The levy is for turning round

February 2, 1996

A special levy would focus minds on how desperately underfunded HE really is, says Gareth Roberts.

Over the past few years, universities have argued with the Government that continuing reductions in resources available to teach students would eventually damage the quality of our service. The Government appears not to have listened, for we have seen the unit of funding decline by over 25 per cent.

The Prime Minister suggests that total funding has increased, but so have student numbers and by much, much more. Within the next three years, if nothing is done, we will be receiving one third less per student than we did in 1989. That is why we, our staff and our students are complaining.

We have urged all political parties to commit themselves to introduce a new system of funding so that all graduates are supported by a fair loan system to repay a contribution to their maintenance and fees. Yet they too appear not to have listened for, despite almost all other key organisations in higher education pressing for a similar scheme, no political party has signed up.

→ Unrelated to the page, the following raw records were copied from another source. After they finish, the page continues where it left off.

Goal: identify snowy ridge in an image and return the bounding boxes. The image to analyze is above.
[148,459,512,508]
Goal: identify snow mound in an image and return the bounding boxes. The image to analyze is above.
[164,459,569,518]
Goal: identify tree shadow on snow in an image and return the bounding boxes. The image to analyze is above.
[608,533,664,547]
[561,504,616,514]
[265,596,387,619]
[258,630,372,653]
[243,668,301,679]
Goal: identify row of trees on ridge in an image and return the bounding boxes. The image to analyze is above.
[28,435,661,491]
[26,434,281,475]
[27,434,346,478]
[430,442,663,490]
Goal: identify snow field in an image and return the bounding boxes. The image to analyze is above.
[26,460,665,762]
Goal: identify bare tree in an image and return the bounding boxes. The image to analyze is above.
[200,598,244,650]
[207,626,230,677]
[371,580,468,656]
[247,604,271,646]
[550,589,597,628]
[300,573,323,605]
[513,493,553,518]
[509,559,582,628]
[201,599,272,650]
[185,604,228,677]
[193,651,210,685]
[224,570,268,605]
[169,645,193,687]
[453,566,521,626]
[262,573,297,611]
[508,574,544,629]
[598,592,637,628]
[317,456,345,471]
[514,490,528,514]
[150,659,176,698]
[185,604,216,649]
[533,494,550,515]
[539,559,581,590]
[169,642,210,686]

With huge achievements in productivity from our staff, we have seen students managing to maintain and even increase their successes in examinations as well as in the market place, where graduate unemployment has decreased from 11 per cent to 8 per cent in the last couple of years.

All that is now at risk. With a promised cut in capital support in England of over 40 per cent as part a proposed reduction of around 9 per cent in total resources over the next three years, the high-quality British higher education system is threatened as never before.

The action we are proposing is no panic measure. It results from the frustration of offering a constructive solution to the challenge of funding that faces us all - politicians and universities alike, but only hearing the response "more cuts". We have taken the route of solid argument and intellectual debate with politicians to no avail. We could continue to argue and urge; indeed we will, with even more force.

What we cannot do is stand by and watch the gradual decline of the high-quality system that we have painstakingly built up in this country, with access now to at least a third of the population. If we do nothing there is no doubt that quality will suffer. Members have already warned us about the effect on individual attention and pastoral care, on support for field work and study abroad, the effect of a 30 per cent reduction in books per student, on staff threatening to leave because of unmanageable workloads, on frozen posts which will be left vacant for financial reasons.

We have heard about delays in modernising engineering programmes, about 50-year-old laboratories that will not now be renewed, about modernisation of library and IT facilities that will now be cut, about losing the cutting edge in the crucial new areas of virtual reality and multimedia.

Planned budget reductions will make it impossible to guarantee that universities can sustain access for their students to the most up-to-date resources and acquire the application skills that industry and the professions expect in graduates.

The Government's answer is the Private Finance Initiative (PFI). Yet estimates show as little as 10 per cent of planned capital and equipment projects could conceivably attract PFI interest. Moreover, the cutbacks that universities are planning as a result of the Budget announcement will, in themselves, reduce attractiveness to possible PFI partners of investment in universities.

Neither the vice chancellors, nor their staff, nor especially our students would be happy with second-class tuition. Our main objective is a new system that will deliver the resources to maintain quality by enabling graduates to repay a contribution to their maintenance and fees.

Unless we can see some measurable progress from the politicians towards such a system we are forced to find other sources of income. We are doing this to bring forcefully to public attention the consequences of not introducing such a system. That is why we are proposing a special levy - to show in graphic terms the consequences of further underfunding. If you like, we are proposing a "deficiency levy". It is a direct result of the deficiency of the Government and other politicians in addressing the needs of a high-quality mass system.

There are many, of course, who already contribute to the costs of their tuition - part-time, international, and graduate students, and others. For them there is already little, or no, support. The levy would not apply to them. There would also be arrangements to ensure that the levy does not hit poorer students.

Another alternative, which some voices support, is to introduce a system of "top-up fees" that would vary from institution to institution. This is not the road which I and most of my fellow vice chancellors wish to take. It would re-introduce a division between universities, between those that charge high fees and those that charge none.

The proposed levy is by no means an easy solution. It is with the greatest reluctance that we propose it. We do fear for its effect on potential students. We hope that those students and their parents and relatives will use the next few months to remind our politicians that there is another way; that there is an income-contingent loan scheme, which has almost universal backing, and which would eliminate the need for this special levy.

We face a great challenge. The Government is under pressure to limit public funding. No party wishes to be the first to propose graduate contributions. It is for vice chancellors, but also for our staff, students and parents and governing bodies, to take these arguments to the politicians.

Gareth Roberts is vice chancellor of the University of Sheffield and chairman of the Committee of Vice Chancellors and Principals.